The Outcome for Getty Images. Nolan sued Getty Images for using her image for trade or advertising purposes absent any written consent in violation of New York Civil Rights Law §§ 50 and 51 (the state’s privacy laws). Getty tried very hard to get Nolan’s complaint dismissed by pushing any liability onto NYSDHR and the photographer. Getty’s arguments included the following:

  • Getty had a First Amendment right to display Nolan’s image in its database and license the image to the press;
  • Neither NY Civil Rights Law nor the First Amendment required Getty to investigate the existence or validity of every image release within its database
  • Nolan was a model and such status negated her privacy claim.

The court disagreed with Getty finding that Nolan had a valid claim against Getty for placing her image in the Getty catalogue, especially where that photograph is ultimately used in an advertisement in a manner that created a false impression about Nolan. According to the court there were many factors that needed to be resolved via summary judgment or trial:

  • whether Nolan is a model,
  • whether Nolan signed a written release,
  • whether Civil Rights Law §§ 50 and 51 required Getty to investigate the existence of a release signed by Nolan,
  • whether the First Amendment protects Getty's exploitation of Nolan's image without Nolan's written permission,
  • whether Getty's inclusion of the image in its database of images available for licensing qualifies as use of the image for either advertising or trade purposes, and
  • whether Getty can shift to NYSDHR and the photographer the burden of obtaining Nolan's written consent.

Getty decided not to pursue answers to those questions and settled with Nolan in January 2015.

The Photographer’s Mistakes:

Nolan posed for the photograph in May 2011 in connection with an article in Soma Magazine about New Yorkers interested in music. Nolan did not receive payment for the photograph, did not sign a written consent form, and did not grant permission for use of the photo for any purposes other than the Soma Magazine article. The photographer provided that image to Getty for inclusion in its stock image database.

According to Getty, as part of that transfer, the photographer signed Getty Image’s contributor agreement. I just took a look at Getty Images contributor agreement and it does require that those submitting images to Getty obtain valid model and property releases where necessary in accordance with the Submission Requirements. It took a lot of clicking through other areas of Getty Images website to determine when those Submission Requirements deem it necessary to obtain model and property releases.

Ms. Nolan did not sue the photographer.
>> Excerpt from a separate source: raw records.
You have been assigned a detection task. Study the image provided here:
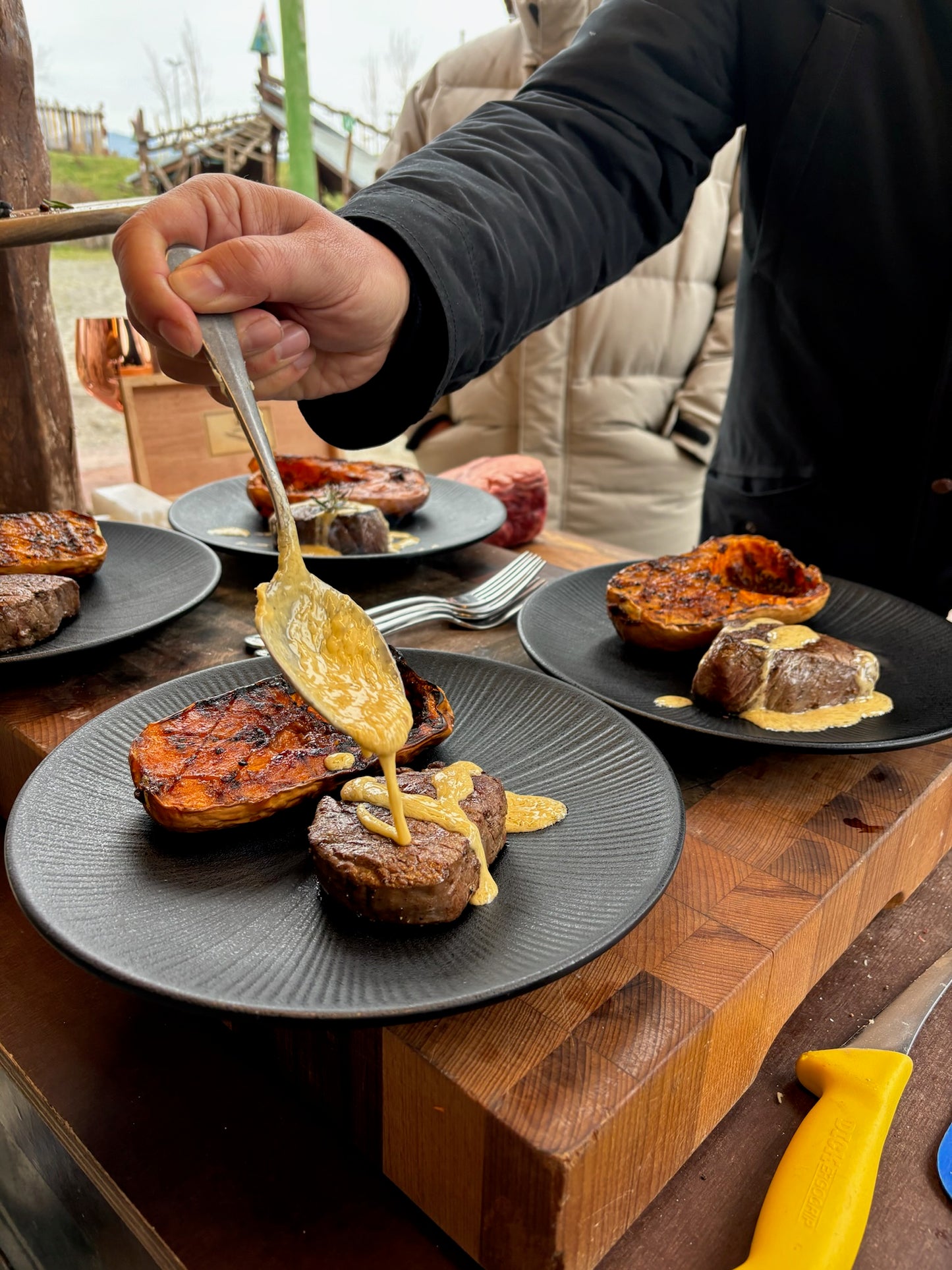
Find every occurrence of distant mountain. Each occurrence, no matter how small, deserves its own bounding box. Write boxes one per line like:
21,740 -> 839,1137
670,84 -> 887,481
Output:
105,132 -> 138,159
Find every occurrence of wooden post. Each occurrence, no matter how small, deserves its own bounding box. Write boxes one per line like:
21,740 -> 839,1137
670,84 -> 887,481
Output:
0,0 -> 80,512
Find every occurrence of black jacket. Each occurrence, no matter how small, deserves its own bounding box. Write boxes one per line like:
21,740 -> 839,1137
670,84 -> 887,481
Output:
302,0 -> 952,612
The photographer likely does not have the deepest pockets of the parties involved in this affair. She and Ms. Nolan might also be friends or at least social or professional acquaintances. While it appears that the photographer escaped unscathed, she likely did not strengthen her relationship with Getty Images and Getty Images might pursue her for reimbursement of any settlement feeds paid to Nolan. The Getty Images contribution agreement does include indemnification provisions.